FIG. 6B shows an optional multi-pass optical amplifier 650, characterized by a “bow tie” shaped optical path 651, including a gain element 652 and four beam directors 654, 656, 658, and 660. A seed-pulse enters amplifier 650 along optical path 662 and passes through gain element 652 and proceeds along optical path 651 toward beam director 654. Beam director 654 redirects the pulse along the next leg of optical path 651 toward beam director 656, which in turn redirects the pulse back through gain element 652 and toward beam director 658. Beam director 658 then directs the pulse toward beam director 660, which in turn directs the pulse through gain element 652 a third time and out of amplifier 650 via optical path 664. The pulse is amplified each time it passes through gain element 652, with power provided by a pump laser beam.

Those skilled in the art will recognize that there are many variations on this type of amplifier. In its simplest form, an amplifier of this type could consist simply of a gain element and a pumping means, with the beam making only one pass (although this is not technically a multi-pass amplifier) through the element. At the other extreme, a large number of beam directors could be arranged around the gain element, greatly increasing the number of passes by the beam through the gain element.

The present invention has been disclosed with reference to a preferred embodiment and several alternate embodiments. Specific details have been set forth, such as the number of medium elements in a pump laser or amplifier, specific beam paths, and methods for switching pulses into and out of an amplifier. Those skilled in the art will understand that the invention may be practiced apart from the specific details set forth herein.

Claims

1. A method for amplifying an optical pulse in a laser comprising the steps of:

generating a pulsed light in a Q-switched, amplifier pump laser including an intracavity frequency altering device wherein said pump laser includes an elongated gain medium have a light propagation axis extending longitudinally therethrough and wherein said gain medium is pumped by at least two elongated diode laser pump sources mounted along the side of the gain medium at two circumferentially spaced apart positions;
directing the pulsed light to an optical gain element of an optical amplifier comprising a medium of optically responsive atoms;
exciting the atoms to a metastable state using the pulsed light; and
directing a seed pulse at the gain element of an said optical amplifier, thereby causing the excited atoms to emit an amplified optical pulse.; and
redirecting the amplified optical pulse through the gain element, thereby causing the excited atoms to emit a further amplified optical pulse.

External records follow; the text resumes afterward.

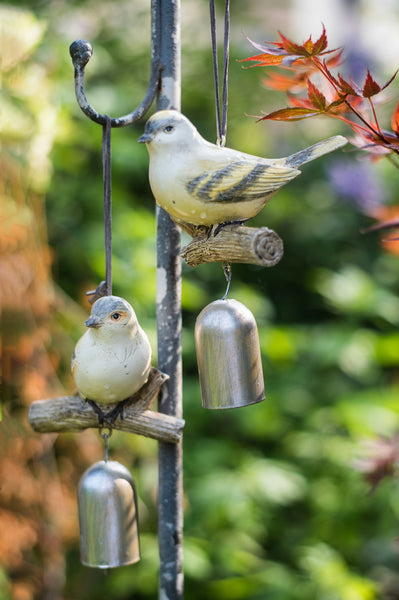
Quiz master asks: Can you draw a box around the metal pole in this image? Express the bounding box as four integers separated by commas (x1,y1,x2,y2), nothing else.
156,1,183,599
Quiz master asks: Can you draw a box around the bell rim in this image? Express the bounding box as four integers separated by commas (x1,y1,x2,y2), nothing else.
80,554,141,569
202,391,265,410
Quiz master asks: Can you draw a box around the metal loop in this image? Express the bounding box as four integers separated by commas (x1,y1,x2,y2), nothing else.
221,262,232,300
99,426,113,439
86,280,108,304
99,427,113,462
217,134,226,148
69,0,162,127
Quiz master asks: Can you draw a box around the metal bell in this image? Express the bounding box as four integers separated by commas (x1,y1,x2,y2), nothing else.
77,460,140,568
195,299,265,409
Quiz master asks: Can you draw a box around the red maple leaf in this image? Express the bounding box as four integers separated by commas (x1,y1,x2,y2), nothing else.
257,106,322,122
337,74,358,97
391,102,399,136
278,24,329,58
362,70,381,98
307,79,326,110
262,71,307,92
241,25,399,160
240,25,339,69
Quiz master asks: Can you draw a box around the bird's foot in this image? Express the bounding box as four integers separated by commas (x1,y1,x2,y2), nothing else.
104,400,129,424
213,220,245,236
86,398,132,427
86,399,113,427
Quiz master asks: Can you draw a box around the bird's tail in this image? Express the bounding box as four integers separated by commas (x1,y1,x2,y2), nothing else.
285,135,347,169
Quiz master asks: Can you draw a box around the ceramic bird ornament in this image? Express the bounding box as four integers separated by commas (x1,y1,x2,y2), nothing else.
138,110,347,228
72,295,152,422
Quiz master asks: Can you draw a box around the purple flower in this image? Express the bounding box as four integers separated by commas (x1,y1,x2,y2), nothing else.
328,159,386,214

2. The method of claim 1 wherein said step of generating a pulsed light includes altering a frequency of said light with a frequency altering device.

3. The method of claim 2 1 wherein said step of altering the frequency of said light utilizes intracavity frequency altering device is a frequency doubling crystal.

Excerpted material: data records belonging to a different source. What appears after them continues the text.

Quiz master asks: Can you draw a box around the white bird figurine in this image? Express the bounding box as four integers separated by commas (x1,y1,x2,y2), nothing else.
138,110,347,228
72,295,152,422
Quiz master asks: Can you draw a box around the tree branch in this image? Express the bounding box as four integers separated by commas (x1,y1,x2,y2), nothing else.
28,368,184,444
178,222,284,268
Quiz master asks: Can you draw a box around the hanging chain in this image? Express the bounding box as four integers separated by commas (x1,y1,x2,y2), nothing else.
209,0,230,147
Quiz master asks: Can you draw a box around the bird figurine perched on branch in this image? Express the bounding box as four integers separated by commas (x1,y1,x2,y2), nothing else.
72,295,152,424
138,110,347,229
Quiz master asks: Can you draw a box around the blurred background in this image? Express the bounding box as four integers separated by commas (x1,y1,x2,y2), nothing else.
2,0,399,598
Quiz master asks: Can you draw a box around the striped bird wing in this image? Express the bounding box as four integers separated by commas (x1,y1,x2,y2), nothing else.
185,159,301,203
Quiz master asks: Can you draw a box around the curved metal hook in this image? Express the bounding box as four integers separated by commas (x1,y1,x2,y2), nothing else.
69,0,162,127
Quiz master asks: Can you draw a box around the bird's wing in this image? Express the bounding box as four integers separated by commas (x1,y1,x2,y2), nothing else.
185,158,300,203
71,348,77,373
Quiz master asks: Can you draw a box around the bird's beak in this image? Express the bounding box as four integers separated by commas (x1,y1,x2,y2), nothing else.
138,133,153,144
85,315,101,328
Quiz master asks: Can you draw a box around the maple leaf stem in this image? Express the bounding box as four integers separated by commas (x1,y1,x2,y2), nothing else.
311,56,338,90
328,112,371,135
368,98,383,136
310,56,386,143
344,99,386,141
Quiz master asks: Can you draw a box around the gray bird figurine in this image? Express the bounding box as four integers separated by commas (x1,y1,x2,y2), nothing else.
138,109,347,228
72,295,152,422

4. The method of claim 2 further comprising:

disposing intracavity said frequency altering device.

5. The method of claim 2 1 wherein said step of generating a pulsed light includes providing output coupler means.

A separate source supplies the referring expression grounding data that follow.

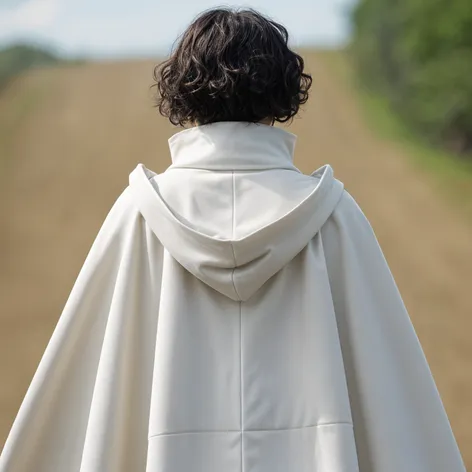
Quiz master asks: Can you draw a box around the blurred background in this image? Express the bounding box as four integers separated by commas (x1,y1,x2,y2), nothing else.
0,0,471,466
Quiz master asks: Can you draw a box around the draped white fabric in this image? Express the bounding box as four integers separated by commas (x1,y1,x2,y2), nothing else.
0,122,465,472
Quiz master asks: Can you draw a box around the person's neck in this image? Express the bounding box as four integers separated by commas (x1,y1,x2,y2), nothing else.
259,117,273,125
192,118,274,127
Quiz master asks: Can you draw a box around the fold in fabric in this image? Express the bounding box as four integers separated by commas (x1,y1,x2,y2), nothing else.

6. A method for generating and amplifying an optical pulse comprising the steps of:

exciting atoms in a laser medium said laser medium being elongated and having a light propagation axis extending longitudinally therethrough and wherein said laser medium is pumped by at least two elongated diode laser pump sources mounted along the side of the gain medium at two circumferentially spaced apart positions;
causing oscillation in said laser medium using a Q-switch disposed along an optical path to produce laser light along said optical path;
altering the frequency of at least some of said laser light along said optical path using an intracavity frequency altering device;
selectively releasing laser light having the altered frequency from said optical path;
receiving the selectively released laser light at an a regenerative optical amplifier to provide optical energy to the optical amplifier; and
receiving a seed-pulse at the regenerative optical amplifier to cause the optical amplifier to emit an amplified optical pulse.

7. The method of claim 6 wherein said step of altering the frequency is performed by a an intracavity frequency doubling crystal.

8. The method of claim 7 wherein said frequency doubling crystal is intracavity disposed.

9. The method of claim 6 wherein said step of selectively releasing laser light is performed by an optical coupler.

10. The method of claim 6 wherein the steps of receiving the selectively released laser light and receiving a seed-pulse are performed by a gain medium element.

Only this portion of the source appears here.